# Sass Jordan Guitarist Question



## NB_Terry (Feb 2, 2006)

I saw Sass play in Toronto around 95 or 96. This would have been after the Rats album that had Steve Salas. 

The 2 guitarists she had for the TO show were older guys, and they were absolutely amazing. 

Anyone know who was in her band in that era? I was thinking onen of them was Jimmy Crespo, but I'm not sure.

Thanks.


----------



## cboutilier (Jan 12, 2016)

I don't think I've ever heard the name Sass Jordan since the early 2000's


----------



## davetcan (Feb 27, 2006)

I'm not sure other than Salas but it's one of my favourite Canadian albums of all time, just great vocals and superb guitar playing and tone throughout.


----------



## davetcan (Feb 27, 2006)

I was wondering if it was Derek Sharp but thought he might have come along later. Based on this though it could have been him.

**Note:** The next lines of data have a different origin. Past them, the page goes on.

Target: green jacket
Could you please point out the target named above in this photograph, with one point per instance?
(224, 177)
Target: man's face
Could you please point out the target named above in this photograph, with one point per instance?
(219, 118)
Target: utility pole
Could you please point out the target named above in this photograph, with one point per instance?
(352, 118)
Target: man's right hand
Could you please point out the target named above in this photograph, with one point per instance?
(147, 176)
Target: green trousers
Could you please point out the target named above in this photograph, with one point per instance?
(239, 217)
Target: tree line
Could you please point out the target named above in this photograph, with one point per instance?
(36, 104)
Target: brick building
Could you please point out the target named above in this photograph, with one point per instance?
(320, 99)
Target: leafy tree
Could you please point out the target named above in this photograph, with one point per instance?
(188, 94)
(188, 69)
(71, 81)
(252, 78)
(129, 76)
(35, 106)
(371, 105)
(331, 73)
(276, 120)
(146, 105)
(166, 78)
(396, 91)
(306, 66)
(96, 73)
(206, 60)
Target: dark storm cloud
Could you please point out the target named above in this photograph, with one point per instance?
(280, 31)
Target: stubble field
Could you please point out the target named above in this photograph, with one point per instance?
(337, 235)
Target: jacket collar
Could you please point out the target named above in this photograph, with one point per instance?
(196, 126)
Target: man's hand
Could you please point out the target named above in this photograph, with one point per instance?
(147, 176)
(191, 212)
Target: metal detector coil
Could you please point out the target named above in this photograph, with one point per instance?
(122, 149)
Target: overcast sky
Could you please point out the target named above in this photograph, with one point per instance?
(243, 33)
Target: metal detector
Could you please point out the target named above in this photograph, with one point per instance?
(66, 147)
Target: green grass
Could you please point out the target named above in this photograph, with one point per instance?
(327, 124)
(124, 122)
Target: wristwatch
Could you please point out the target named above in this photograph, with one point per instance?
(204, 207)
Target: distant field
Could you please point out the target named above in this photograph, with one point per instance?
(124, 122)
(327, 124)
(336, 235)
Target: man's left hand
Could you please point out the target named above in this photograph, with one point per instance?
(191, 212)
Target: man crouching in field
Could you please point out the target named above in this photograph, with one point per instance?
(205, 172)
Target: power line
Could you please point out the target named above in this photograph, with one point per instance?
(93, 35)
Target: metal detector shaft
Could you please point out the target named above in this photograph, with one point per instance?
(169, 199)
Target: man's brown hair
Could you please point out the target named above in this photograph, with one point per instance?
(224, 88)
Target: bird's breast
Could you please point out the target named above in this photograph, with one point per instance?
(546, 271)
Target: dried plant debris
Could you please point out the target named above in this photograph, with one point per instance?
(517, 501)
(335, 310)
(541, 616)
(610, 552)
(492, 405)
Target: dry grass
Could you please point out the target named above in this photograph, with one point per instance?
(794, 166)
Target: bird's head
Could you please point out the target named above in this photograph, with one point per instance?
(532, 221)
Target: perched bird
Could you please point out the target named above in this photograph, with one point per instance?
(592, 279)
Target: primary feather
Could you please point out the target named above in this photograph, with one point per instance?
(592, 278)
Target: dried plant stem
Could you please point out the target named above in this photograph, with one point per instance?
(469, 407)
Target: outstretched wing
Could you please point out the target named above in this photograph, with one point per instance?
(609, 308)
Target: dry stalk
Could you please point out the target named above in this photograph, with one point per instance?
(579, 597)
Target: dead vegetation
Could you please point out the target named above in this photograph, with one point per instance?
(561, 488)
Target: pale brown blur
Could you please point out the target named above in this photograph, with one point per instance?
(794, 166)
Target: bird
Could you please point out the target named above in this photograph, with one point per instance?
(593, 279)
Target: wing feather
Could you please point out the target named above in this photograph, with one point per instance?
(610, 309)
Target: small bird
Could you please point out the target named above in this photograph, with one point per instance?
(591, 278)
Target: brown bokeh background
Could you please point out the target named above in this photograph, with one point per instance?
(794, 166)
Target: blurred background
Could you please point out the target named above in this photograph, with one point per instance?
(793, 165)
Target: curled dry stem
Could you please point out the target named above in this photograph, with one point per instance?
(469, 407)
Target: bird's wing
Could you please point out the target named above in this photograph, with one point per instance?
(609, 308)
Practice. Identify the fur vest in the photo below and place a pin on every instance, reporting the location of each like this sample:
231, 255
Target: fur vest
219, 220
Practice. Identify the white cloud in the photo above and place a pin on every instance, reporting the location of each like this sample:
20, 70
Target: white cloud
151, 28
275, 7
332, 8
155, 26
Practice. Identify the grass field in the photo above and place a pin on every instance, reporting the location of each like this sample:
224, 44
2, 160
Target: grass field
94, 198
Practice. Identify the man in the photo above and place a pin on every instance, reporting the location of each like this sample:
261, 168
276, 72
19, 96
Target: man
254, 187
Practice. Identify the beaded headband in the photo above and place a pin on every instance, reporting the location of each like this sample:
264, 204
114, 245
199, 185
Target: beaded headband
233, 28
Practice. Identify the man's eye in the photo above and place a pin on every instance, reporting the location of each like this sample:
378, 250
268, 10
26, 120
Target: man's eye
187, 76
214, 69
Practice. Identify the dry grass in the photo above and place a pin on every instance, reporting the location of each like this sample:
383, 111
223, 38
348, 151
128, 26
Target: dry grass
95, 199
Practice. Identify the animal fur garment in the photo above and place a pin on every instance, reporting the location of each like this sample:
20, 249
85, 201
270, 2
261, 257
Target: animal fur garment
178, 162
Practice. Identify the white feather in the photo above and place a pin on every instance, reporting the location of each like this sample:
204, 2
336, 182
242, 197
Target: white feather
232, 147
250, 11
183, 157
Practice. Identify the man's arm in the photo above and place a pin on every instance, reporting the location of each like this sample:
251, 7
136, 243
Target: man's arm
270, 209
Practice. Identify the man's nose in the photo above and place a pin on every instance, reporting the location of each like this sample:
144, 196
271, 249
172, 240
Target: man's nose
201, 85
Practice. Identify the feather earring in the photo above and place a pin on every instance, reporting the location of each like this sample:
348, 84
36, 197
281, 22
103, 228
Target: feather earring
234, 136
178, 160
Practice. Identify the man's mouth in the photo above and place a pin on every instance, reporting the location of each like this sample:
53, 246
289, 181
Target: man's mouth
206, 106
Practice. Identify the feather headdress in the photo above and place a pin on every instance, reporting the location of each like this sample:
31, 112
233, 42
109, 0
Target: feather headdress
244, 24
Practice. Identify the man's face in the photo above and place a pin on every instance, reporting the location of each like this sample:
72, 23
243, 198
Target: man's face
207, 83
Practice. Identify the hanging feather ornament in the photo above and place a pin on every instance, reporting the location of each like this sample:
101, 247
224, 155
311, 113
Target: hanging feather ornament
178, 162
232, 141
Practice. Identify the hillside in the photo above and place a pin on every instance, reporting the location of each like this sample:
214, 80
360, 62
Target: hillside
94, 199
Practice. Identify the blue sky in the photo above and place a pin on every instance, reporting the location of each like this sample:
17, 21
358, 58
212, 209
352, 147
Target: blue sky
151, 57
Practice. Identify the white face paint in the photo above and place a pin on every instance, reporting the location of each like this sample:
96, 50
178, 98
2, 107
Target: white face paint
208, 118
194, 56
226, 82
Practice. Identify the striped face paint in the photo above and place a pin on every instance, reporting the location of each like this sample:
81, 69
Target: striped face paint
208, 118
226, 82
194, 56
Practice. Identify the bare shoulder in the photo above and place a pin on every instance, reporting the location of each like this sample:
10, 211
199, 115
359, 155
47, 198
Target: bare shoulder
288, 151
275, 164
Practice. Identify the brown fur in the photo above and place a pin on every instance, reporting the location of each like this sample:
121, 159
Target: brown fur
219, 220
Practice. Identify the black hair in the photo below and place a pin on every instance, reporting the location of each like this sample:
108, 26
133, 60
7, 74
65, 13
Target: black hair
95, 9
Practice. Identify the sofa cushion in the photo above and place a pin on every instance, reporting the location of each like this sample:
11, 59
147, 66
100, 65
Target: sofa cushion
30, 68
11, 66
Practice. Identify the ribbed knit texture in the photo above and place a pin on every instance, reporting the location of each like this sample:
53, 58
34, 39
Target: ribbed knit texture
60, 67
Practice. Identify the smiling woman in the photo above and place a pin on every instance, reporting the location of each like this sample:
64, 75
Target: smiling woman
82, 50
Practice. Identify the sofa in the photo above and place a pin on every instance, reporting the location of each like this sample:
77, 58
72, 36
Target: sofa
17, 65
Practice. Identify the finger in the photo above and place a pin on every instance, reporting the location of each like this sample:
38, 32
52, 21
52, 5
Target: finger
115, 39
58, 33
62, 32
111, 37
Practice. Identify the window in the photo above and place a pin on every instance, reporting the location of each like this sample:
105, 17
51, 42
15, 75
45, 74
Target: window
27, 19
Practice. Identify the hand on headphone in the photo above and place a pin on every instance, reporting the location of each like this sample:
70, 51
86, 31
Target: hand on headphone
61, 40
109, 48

“I met my husband Derek ( singer for the current formation of the Guess Who ) in 1995. “Says Jordan. “He was playing guitar in my band. We got married and had a baby right away. Both of us, being musicians – means we are always travelling at a moment’s notice. My daughter is used to it and Derek and I spend enough quality time together. We write songs and throw ideas back and forth.”


----------



## Distortion (Sep 16, 2015)

I believe this is Salas and Derek Sharp at Toronto in 2003. Jeff Healey sits in also. Enjoy





 This might be the era you are after.


----------



## colchar (May 22, 2010)

Funnily enough, I was listening to some Sass earlier today. I've always enjoyed her work.


----------



## NB_Terry (Feb 2, 2006)

Distortion said:


> This might be the era you are after.


The guitarist with the hat may have been in the band I'm talking about. 

The band that I saw was 2 years later, playing the RATS album. Great guitar album.


----------